4.25.2010

In Spring



Everyone’s cold. To-do list
stretches miles and I won’t
get out of bed. Email from a sane man
screams I AM AFRAID
YOU HAVE FORGOTTEN ME
and I’m dropping small tears
on your shirt but you’re
not in it. Kids outside
are doing what they’re supposed to,
screaming, pushing, falling down,
and I see your frown in a photo
and it’s frostbite on my bones.

You’re gone. Can’t feel
my feet, but lavender fingers ache.
Grief counselors preach acceptance:
You aren’t coming back.

I say, take me, wakening earth,
take what’s left of this frozen stone.
Close that wound up. Let spring begin.


photograph by Allie Taylor

4.21.2010

A Complete List of My Regrets (So Far)


1. Brad—
Lenox? Linden?
Lennon?—
definitely him.

2. And two months ago,
when I had the chance,
not stepping over
the ankle-high fence
to take your hand
and stand with you,
laughing, under the biggest willow
on Saint Stephen's Green.



photograph by Esther Moliné

4.19.2010

Sea Green


I.
The shores at Shankill
are mostly deserted;
rocks roll in the waves
as the far sun sets.
You pull paper plates,
a bottle from your jacket;
I dig in my bag
for the late lunch you packed.

Olives; hard sausage, cubes
of white cheese, bumping
cradle-gentle in their green oil.


II.
You're fishing deep dark pockets
for the silver forks you fingered;
in my head I'm reading
wet words
from your last letter.
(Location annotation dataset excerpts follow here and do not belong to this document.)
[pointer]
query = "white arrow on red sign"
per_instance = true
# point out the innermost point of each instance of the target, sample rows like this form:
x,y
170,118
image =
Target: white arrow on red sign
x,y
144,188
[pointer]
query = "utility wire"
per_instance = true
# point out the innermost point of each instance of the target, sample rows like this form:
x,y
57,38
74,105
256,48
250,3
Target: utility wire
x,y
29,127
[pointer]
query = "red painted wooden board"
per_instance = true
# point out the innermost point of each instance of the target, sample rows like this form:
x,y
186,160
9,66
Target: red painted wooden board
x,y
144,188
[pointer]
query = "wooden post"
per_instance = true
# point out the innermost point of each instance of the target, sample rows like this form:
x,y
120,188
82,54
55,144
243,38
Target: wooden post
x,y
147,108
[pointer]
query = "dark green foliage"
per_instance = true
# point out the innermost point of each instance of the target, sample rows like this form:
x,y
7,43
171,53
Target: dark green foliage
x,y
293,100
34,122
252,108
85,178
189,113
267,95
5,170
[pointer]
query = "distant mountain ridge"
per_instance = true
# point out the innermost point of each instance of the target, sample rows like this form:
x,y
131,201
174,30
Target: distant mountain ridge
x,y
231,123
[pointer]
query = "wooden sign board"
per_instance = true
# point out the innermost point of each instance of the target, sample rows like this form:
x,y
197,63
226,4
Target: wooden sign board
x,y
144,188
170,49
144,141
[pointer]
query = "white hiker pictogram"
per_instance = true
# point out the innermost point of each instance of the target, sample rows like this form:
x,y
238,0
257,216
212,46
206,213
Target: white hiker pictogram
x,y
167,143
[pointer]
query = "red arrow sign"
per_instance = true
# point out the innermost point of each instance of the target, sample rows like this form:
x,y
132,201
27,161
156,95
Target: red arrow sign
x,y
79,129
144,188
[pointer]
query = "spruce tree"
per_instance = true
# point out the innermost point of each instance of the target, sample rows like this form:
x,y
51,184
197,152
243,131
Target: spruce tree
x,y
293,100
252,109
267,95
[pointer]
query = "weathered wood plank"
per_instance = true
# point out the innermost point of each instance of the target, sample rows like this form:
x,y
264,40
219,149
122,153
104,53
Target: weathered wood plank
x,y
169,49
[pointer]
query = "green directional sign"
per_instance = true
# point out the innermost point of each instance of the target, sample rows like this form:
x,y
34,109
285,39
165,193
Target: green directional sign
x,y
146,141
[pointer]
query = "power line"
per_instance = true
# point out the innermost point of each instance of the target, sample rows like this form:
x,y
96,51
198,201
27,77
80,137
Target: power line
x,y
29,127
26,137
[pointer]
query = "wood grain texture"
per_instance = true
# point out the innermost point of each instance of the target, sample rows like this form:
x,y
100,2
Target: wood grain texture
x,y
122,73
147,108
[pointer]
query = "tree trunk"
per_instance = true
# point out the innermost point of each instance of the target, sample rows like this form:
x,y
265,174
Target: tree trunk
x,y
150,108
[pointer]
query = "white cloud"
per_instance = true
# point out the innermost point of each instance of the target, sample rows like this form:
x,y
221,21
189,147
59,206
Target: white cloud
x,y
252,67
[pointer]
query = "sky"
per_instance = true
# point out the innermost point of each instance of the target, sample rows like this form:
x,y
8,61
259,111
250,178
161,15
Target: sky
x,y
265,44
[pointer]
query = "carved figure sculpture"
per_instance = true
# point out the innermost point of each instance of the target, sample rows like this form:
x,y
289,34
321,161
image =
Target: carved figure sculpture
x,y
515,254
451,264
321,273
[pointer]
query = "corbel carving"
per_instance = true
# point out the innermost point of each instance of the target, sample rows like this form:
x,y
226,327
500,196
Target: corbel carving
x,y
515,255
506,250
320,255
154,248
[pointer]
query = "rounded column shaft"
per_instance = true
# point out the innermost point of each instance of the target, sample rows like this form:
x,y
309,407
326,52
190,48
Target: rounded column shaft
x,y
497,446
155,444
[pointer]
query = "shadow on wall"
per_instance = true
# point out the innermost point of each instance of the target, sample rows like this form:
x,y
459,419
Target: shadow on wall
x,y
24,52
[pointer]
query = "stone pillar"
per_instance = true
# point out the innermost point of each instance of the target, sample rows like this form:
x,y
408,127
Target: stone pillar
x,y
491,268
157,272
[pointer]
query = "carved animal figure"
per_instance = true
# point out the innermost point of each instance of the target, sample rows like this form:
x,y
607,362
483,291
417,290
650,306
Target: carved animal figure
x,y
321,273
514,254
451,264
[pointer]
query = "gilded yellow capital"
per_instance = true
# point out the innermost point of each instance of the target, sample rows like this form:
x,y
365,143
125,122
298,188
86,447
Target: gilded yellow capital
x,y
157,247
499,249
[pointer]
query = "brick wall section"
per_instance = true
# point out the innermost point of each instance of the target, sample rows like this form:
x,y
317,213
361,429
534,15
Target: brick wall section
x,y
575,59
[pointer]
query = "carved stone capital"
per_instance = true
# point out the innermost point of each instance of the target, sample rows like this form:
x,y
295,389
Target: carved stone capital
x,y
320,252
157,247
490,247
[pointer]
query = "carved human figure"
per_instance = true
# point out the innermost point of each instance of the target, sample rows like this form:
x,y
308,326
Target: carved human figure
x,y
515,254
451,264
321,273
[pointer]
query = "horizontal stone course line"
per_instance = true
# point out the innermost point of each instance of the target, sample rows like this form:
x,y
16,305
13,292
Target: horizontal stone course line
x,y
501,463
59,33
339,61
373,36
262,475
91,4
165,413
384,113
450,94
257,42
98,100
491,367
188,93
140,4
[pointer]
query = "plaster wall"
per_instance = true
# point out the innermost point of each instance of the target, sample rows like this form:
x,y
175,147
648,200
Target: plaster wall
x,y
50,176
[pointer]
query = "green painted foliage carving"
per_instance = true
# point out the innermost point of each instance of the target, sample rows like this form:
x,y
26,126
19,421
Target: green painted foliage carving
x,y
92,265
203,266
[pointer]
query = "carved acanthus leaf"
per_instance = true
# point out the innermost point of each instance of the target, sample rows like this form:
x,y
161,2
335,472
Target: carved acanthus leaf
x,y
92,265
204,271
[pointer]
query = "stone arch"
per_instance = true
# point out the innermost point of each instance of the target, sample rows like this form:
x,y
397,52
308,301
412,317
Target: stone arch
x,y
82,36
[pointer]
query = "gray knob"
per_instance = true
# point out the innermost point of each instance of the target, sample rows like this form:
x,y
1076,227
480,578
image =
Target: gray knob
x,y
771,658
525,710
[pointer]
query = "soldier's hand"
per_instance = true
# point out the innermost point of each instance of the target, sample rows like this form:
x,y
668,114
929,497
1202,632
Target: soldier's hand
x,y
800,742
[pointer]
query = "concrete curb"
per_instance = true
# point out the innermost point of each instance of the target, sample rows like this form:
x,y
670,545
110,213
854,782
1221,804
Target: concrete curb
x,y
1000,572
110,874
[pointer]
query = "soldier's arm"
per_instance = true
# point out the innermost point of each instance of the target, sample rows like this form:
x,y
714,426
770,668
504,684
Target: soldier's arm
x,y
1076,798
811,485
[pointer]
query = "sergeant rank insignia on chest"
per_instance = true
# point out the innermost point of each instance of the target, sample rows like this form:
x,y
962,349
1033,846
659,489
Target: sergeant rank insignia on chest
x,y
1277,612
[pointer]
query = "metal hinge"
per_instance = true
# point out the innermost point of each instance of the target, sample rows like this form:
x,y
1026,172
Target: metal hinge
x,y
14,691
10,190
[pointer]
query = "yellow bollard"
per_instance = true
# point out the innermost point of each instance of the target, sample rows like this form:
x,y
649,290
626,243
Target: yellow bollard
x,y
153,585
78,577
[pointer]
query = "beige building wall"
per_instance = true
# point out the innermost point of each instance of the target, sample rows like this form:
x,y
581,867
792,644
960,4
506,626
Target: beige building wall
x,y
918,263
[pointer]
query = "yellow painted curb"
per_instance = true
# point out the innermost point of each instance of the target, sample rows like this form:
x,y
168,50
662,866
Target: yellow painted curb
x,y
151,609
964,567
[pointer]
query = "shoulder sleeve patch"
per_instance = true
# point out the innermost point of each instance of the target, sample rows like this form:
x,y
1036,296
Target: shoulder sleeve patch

That same picnic,
the same stumbling surf, the same far sunset:
the same circumstances,
and some other me.

4.14.2010

Phosphene


Man, you are man, mosaic--
One shimmering image, three kinds of smiles,
Ten frowns--

We think of loss
As a hammer; juggernaut;
Bowling ball; forest fire;
The river, shaving stone. I
nevitable.

But loss
Is an a
mbush, and each wind
Blinds me anew
With handfuls of sand

That were tiles


That were blue

That were gray

That were blue

Green eyes.

4.13.2010

Widow at the Orthopedist


He takes my right hand gently,
touches each fingertip. I look at the door.

I wouldn't have come.
It's never hurt this much before
.

Every day? he asks, turns my palm
to the white ceiling. Cross pens clink
in his breast pocket.

No, I finally manage. Some days
I don't feel anything. Some nights
numbness is what wakes me up.

Everything is just so slippery.
Nothing will let me hold it for long.